The original post was for a Variable Pitch thread, starting with a 1/4" pitch (6.34mm) increasing uniformly as the shaft rotated to 3/4" pitch (19.04mm) at 24" (609mm) from the starting point.

My example is how to drive a rotary axis (A) in sync wih the linear (X axis) to produce such a thread. Such a thread is definitely unusual, which actually could be described as a Linear Cam, and not really a machine Thread.

The use of G90 and G91 make this possible in a continuous manner. The G90 code means all dimensions are Absolute, i.e., if the mill is at X0, Y0, Z0, A0 and the first line of code in a routine is G90, followed by G01 X5 F20, the mill table will move from X0.00 to X5.000 Y0.0 Z0.0 A0.0.

If this code is in a routine, and is repeated, such as the loop in my example, the machine will NOT move again, because it is already at X5.000.

The G91 code means all dimensions are treated as an INCREMENTAL move, and every time a loop is read, such as the example, each time a value for X5 is read, it will move again that distance. If the loop containing X5 is read (4)times, the machine table will be at X20.000.
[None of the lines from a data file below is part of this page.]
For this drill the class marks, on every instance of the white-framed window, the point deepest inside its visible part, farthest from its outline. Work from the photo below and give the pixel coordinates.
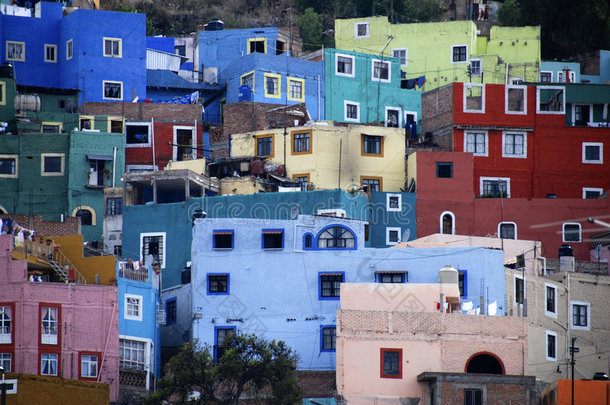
(133, 307)
(514, 144)
(50, 53)
(393, 117)
(550, 300)
(392, 235)
(592, 192)
(593, 152)
(402, 54)
(345, 65)
(550, 100)
(507, 230)
(474, 97)
(571, 232)
(52, 164)
(459, 53)
(476, 142)
(580, 315)
(113, 47)
(153, 243)
(515, 100)
(494, 187)
(381, 71)
(352, 111)
(551, 345)
(361, 30)
(393, 202)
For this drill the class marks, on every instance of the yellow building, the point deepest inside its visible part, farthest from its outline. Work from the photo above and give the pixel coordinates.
(330, 157)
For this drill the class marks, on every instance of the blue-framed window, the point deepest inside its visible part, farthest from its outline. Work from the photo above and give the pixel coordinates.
(272, 239)
(329, 285)
(328, 338)
(222, 337)
(218, 283)
(171, 306)
(222, 239)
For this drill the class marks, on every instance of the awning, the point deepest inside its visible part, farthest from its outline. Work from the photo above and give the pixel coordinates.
(96, 156)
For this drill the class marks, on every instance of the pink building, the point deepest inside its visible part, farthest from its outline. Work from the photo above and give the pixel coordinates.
(399, 343)
(66, 330)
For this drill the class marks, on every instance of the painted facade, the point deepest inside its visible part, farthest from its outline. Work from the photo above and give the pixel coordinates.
(361, 87)
(332, 156)
(507, 54)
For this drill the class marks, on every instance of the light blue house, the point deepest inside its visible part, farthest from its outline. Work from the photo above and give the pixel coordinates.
(296, 268)
(363, 88)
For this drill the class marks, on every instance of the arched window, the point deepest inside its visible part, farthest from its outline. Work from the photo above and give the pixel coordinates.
(336, 237)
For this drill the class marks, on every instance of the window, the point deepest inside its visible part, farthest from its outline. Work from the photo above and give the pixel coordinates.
(550, 100)
(336, 237)
(132, 354)
(15, 51)
(48, 363)
(498, 187)
(592, 192)
(444, 170)
(8, 166)
(372, 145)
(330, 285)
(475, 142)
(361, 30)
(113, 90)
(222, 239)
(133, 307)
(571, 232)
(272, 85)
(392, 117)
(394, 202)
(137, 134)
(592, 152)
(516, 100)
(381, 71)
(514, 144)
(392, 235)
(171, 313)
(551, 345)
(264, 146)
(352, 111)
(50, 53)
(113, 47)
(459, 53)
(69, 49)
(218, 284)
(301, 142)
(89, 365)
(296, 89)
(402, 54)
(49, 330)
(153, 244)
(474, 98)
(391, 363)
(507, 230)
(114, 206)
(52, 164)
(328, 338)
(273, 239)
(344, 65)
(550, 294)
(580, 315)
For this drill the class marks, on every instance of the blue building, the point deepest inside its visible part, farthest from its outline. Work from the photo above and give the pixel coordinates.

The difference in millimeters to inches is by a factor of 25.4. To change from an inch dimension, divide the INCH dimension by .0394, which is the Inch Decimal equivalent of 1mm. One inch divided by .0394 = 25.4

The .0394 value is rounded to 4 places for simplicity; 1 divided by 25.4 actually = .039370079

I suggest your question about a metric dimensioned screw be a new topic.

If you want to cut a thead using a rotary axis as my example shows, you do not use an increment factor in the loop.